When the political parties in Ontario’s election campaign are supposedly trying to outcompete one another on green issues and the best the mainstream parties can do is that one of the leaders will be riding in an SUV instead of a bus, it’s not much of a fight. (Kudos to the Toronto Star, though, for taking the time to ask exactly what form the carbon offsets some of them are buying will take: solar water-heating projects in Ontario itself, not some fly-by-night tree-planting Potemkin operation someplace nobody will ever inspect.)

The intersection of environmental concern and economics should be front-and-centre in this campaign, instead of relegated to the B list of political issues. The A list consists of one item so far, with the election just about a month and a half away: the question of extending public funding and supervision to currently private religious schools, which would supposedly cost about $400 million out of a $95-billion provincial budget and which nobody was talking about a month ago.

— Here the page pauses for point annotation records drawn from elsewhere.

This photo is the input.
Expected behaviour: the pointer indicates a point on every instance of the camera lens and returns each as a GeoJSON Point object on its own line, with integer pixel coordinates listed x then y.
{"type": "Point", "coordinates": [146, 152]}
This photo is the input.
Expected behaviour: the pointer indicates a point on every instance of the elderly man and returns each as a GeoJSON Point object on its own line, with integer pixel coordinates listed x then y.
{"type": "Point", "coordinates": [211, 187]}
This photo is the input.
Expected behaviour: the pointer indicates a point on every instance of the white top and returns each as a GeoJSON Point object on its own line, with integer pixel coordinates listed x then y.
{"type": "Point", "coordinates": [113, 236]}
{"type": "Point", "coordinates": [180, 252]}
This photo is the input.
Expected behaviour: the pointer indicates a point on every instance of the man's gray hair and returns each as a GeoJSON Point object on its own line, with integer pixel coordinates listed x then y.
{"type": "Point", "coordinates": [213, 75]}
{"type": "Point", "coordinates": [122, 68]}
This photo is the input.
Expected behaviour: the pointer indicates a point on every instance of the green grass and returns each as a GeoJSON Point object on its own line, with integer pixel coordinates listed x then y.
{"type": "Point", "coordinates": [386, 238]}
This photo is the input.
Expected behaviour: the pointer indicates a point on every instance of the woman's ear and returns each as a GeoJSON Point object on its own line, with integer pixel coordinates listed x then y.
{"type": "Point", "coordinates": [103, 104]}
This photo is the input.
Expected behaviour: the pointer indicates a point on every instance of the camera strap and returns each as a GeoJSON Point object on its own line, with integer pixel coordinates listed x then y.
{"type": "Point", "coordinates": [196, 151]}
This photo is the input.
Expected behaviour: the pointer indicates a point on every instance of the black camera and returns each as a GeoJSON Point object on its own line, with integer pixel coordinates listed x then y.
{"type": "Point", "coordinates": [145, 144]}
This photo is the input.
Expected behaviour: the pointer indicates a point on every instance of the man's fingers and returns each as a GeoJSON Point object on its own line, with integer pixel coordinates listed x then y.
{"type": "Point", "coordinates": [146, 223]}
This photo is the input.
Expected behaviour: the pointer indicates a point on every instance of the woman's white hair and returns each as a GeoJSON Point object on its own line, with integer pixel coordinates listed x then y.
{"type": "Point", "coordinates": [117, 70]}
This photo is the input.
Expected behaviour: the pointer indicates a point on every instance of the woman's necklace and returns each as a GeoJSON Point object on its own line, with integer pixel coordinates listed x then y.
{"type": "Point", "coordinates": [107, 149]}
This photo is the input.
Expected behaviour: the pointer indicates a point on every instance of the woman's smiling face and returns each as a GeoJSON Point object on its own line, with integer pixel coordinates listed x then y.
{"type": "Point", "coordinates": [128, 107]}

Relegated to positions of lesser importance:

  • Ontario’s energy future. We’re and struggling to close a 4,000-megawatt coal plant. The governing Liberals have had n success reducing consumption and contracting for — not yet delivering, but it’s a long process — greener and more renewable power sources, but is it enough and is it happening fast enough. What are we going to do when our nuclear plants, the backbone of the publicly owned generating system, reach the ends of their lives in 10 to 20 years? We need to make those decisions now.
  • Ontario’s industrial future. We make a lot of big cars, and the auto and parts plants have historically provided many thousands of good jobs at good wages. Big cars aren’t selling like they used to. The governing Liberals have spent hundreds of millions to help automakers retool and redesign, but is that the right approach? And if so, is it enough?
  • Ontario’s transportation future. Most transportation of people and goods in this very large province happens on six- and four-lane divided highways. Is that system going to last? Should we be thinking about rail or shipping?
  • Ontario’s climate future. Are we making any plans whatsoever for adapting to a warming planet?

These are burning questions of science, economics, urban and rural planning, and yes, even ideology. The answers matter.